So in terms of general management,
You know, I talked about how shock is a disease of tissue level hypoxia.
So we wanna be really attentive to airway and breathing for these patients, right?
Everybody should get supplemental oxygen no matter what.
Shock is also a disease of circulation,
so we wanna make sure that everybody has adequate IV access
and once again, that is two large bore IVs.
We wanna make sure we can give high volume fluid resuscitation if we need to.
We wanna also, always consider a fluid challenge in shock.
Now, not every patient is gonna benefit from fluids.
As you can imagine in cardiogenic shock
when your problem is really lack of cardiac squeeze.
You know, increasing the amount of circulating volume
isn't gonna do you a heck of a lot of good
because these patients aren't typically coming in hypovolemic.
However, in most other causes of shock,
filling up the tank is a really good idea and might produce some clinical benefit for your patient.
But the most important thing to think about in shock is what's causing it
and how can I reverse that underlying disease process.
Shock is all about the ABC's.
Let's start off with A and B
and just remind you why airway and breathing are so important.
So again, we wanna give supplemental oxygen
to get a saturation of 95% or greater.
Now, if your patient has pulmonary disease,
they might be okay at 92, 93
but we definitely wanna raise the oxygen saturation
up to a physiologic level for that patient
because this is a disease of hypoxia.
So we wanna make sure that their saturation is adequate,
making their arterial oxygen content adequate
to ultimately allow them to deliver oxygen to tissues.
Now for most patients,
simple supplemental oxygen is gonna be fine,
but if your patient has really severe shock
or if they have significant respiratory distress,
you might need to think about intubation
in order to decrease their metabolic work of breathing
and enable them to optimize their oxygenation.
So, the amount of intervention you're gonna need for airway and breathing
is gonna vary based on the patient’s clinical status.
Let's move on now to C.
So we always wanna think about fluid resuscitation for our patients in shock.
Like we said before, IV fluids increase preload.
When I increase my circulating blood volume
I'm gonna increase the amount of blood that's in the ventricle at the end of diastole
which according to the Frank-Starling Law,
is gonna then increase my stroke volume
which in turn increases my cardiac output,
ultimately allowing me to better deliver oxygen to tissues.
So, this is really all about the physiology.
When I optimize my preload, I optimize my cardiac output
and I do a better job getting oxygen
where it needs to be at the tissue level.
For vascular access which is also part of C,
remember we wanna make sure that we're able to give large volumes of fluids
if it's necessary.
So that means we need to minimize resistance to flow
through whatever vascular access devices we use.
So we want large diameter devices that are short as possible.
We all remember Poiseuille's law
which tells us the radius of a tube is the biggest determinant to how quickly fluid can flow through it.
So a big diameter tube is gonna let us give a lot of fluids quickly
and a short tube is gonna let us give a lot of fluids quickly
which is why peripheral IVs are really better than central venous access devices
although of course, if you're not able to get adequate peripheral IV access
you will need to place a central line.
You're just gonna wanna use the largest caliber one you can get your hands on.
When we give fluid, we're always gonna start off with isotonic crystalloid
by which I mean normal saline or lactated ringers.

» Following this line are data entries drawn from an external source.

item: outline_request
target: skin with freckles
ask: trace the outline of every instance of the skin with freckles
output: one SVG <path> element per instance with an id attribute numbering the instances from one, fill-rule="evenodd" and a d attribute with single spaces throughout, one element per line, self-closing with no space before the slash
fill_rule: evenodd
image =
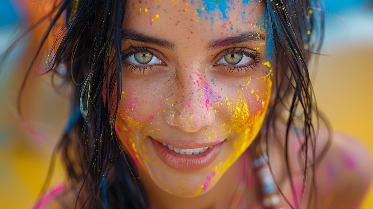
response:
<path id="1" fill-rule="evenodd" d="M 181 197 L 211 189 L 248 147 L 272 85 L 264 4 L 229 3 L 223 14 L 207 1 L 129 1 L 122 27 L 116 133 L 140 175 Z M 197 168 L 172 167 L 154 140 L 220 149 Z"/>

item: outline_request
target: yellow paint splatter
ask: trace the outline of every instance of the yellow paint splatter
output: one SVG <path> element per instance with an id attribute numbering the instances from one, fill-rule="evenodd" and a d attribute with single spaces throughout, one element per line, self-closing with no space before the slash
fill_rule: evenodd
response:
<path id="1" fill-rule="evenodd" d="M 202 189 L 203 188 L 203 185 L 202 185 L 201 186 L 201 187 L 200 187 L 200 188 L 198 189 L 198 190 L 197 190 L 195 192 L 194 194 L 193 194 L 193 196 L 197 196 L 197 195 L 198 195 L 200 193 L 201 193 L 201 191 L 202 191 Z"/>
<path id="2" fill-rule="evenodd" d="M 265 66 L 267 66 L 269 68 L 270 68 L 272 66 L 271 65 L 270 63 L 269 63 L 269 62 L 268 61 L 267 61 L 267 62 L 266 62 L 262 63 L 262 64 L 263 64 L 264 65 L 265 65 Z"/>

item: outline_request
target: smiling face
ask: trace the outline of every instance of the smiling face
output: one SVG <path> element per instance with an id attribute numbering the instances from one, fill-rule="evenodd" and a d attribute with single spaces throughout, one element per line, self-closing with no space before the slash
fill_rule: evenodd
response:
<path id="1" fill-rule="evenodd" d="M 169 192 L 211 189 L 261 126 L 272 84 L 260 1 L 128 1 L 116 131 Z"/>

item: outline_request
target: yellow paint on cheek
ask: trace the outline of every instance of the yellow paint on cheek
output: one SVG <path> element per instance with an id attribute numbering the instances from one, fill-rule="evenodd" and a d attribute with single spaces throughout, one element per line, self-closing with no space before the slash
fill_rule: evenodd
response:
<path id="1" fill-rule="evenodd" d="M 269 62 L 268 65 L 270 65 Z M 228 114 L 231 116 L 232 131 L 237 133 L 238 135 L 233 143 L 233 151 L 223 163 L 221 171 L 219 174 L 219 177 L 221 176 L 246 150 L 259 132 L 264 120 L 270 96 L 272 75 L 271 69 L 265 76 L 257 78 L 263 82 L 266 90 L 263 93 L 263 99 L 261 102 L 259 102 L 260 103 L 259 106 L 261 108 L 257 109 L 256 112 L 252 112 L 250 114 L 249 105 L 246 101 L 245 94 L 243 91 L 240 91 L 236 99 L 234 101 L 231 102 L 231 106 L 228 107 Z M 251 93 L 253 94 L 254 90 L 252 90 Z M 258 100 L 258 96 L 256 95 L 256 97 Z M 228 100 L 226 102 L 228 103 Z M 251 107 L 250 108 L 251 109 Z M 253 109 L 254 109 L 253 107 Z"/>

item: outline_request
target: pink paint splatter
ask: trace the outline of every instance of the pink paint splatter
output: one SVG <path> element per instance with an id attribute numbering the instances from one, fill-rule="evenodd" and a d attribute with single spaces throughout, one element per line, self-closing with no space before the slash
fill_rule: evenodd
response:
<path id="1" fill-rule="evenodd" d="M 356 167 L 355 161 L 348 157 L 346 157 L 343 159 L 343 164 L 346 168 L 350 171 L 354 170 Z"/>
<path id="2" fill-rule="evenodd" d="M 207 186 L 209 185 L 209 184 L 207 182 L 205 182 L 205 184 L 203 185 L 203 189 L 205 189 L 207 188 Z"/>

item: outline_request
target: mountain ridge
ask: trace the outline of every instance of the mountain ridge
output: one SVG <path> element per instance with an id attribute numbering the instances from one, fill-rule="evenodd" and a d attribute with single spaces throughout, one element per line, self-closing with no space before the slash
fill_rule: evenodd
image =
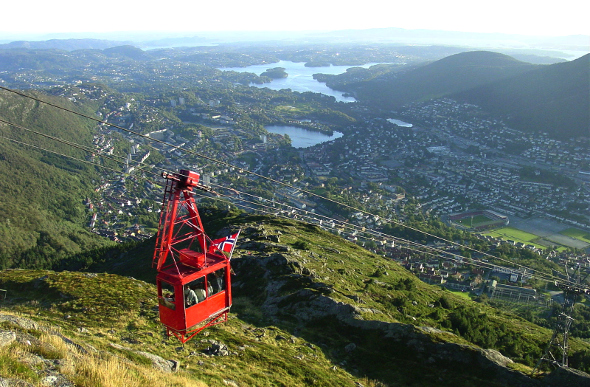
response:
<path id="1" fill-rule="evenodd" d="M 153 360 L 146 360 L 145 353 L 171 359 L 164 361 L 178 364 L 179 377 L 211 385 L 223 380 L 252 386 L 547 385 L 545 379 L 526 376 L 530 368 L 498 350 L 475 345 L 433 321 L 435 315 L 452 320 L 473 309 L 484 316 L 477 322 L 482 332 L 488 324 L 489 332 L 513 329 L 508 333 L 513 344 L 522 340 L 528 350 L 545 342 L 549 331 L 424 284 L 397 263 L 316 226 L 228 215 L 214 222 L 225 226 L 212 228 L 217 235 L 243 230 L 232 260 L 234 307 L 226 324 L 206 330 L 185 347 L 155 334 L 162 332 L 155 285 L 118 274 L 5 270 L 0 272 L 0 286 L 8 291 L 3 309 L 60 327 L 64 337 L 87 351 L 91 345 L 104 357 L 122 355 L 150 367 Z M 128 258 L 133 260 L 128 270 L 135 266 L 136 272 L 151 263 L 149 255 L 129 251 L 107 264 L 115 268 Z M 407 302 L 398 303 L 404 298 Z M 508 321 L 516 325 L 512 328 Z M 39 331 L 6 322 L 0 327 L 14 336 Z M 572 351 L 588 348 L 573 338 L 571 346 Z M 201 363 L 215 368 L 207 371 Z M 269 369 L 277 373 L 264 373 Z M 263 379 L 257 376 L 261 373 Z M 565 380 L 550 376 L 551 385 Z M 577 377 L 580 383 L 590 381 L 583 373 Z"/>
<path id="2" fill-rule="evenodd" d="M 504 54 L 472 51 L 408 71 L 383 72 L 381 66 L 375 78 L 365 75 L 364 81 L 326 78 L 333 88 L 384 109 L 448 97 L 481 105 L 525 132 L 576 137 L 590 134 L 589 60 L 587 54 L 570 62 L 532 65 Z"/>

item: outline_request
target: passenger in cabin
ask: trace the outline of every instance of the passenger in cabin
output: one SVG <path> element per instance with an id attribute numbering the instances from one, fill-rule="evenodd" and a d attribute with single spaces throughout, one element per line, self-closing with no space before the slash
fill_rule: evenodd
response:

However, we don’t wanna be giving fluid indefinitely.
At some point, if the patient is bleeding or has significant anemia,
we're gonna wanna think about switching over from crystalloid to blood products.
Consider transfusion in patients and whom it's indicated
based on their either clinical bleeding status
or their laboratory measured hemoglobin.
The amount of volume that you have to give
is gonna vary according to what's going on with the patient.
So if it's a patient in a hemorrhagic shock
who has a major bleeding source, they might need liters of fluid
and units and units of blood in order to maintain their circulating volume.
However, if it's a patient who has a mild myocardial infarction
and they started off pretty much euvolemic,
you might not need to give them any fluid or only a very small amount.
So you always wanna make sure that you're reassessing your patient frequently
while you're giving fluid or blood,
that you're considering their underlying physiologic state
and their comorbidities, and you're using their response to treatment
to guide how you continue with their resuscitation.
So, bottom-line take home points about shock
is you can always think about shock as tissue level hypoxia
and when you think through that physiology,
it's gonna point you in the right direction
at the ABC interventions that you need to perform to get a patient out of shock.
There's lots of different disease states that can cause shock
and the presentation of shock clinically is gonna vary
based on what caused it and how well-compensated the patient is.
Initial treatment is all about the ABCs
so that's gonna involve supplemental oxygen and airway management if it's necessary,
also intravenous fluids and potentially blood products.
Thank you very much.
I hope you found this useful.
It's a review of the physiology of shock and how to manage it.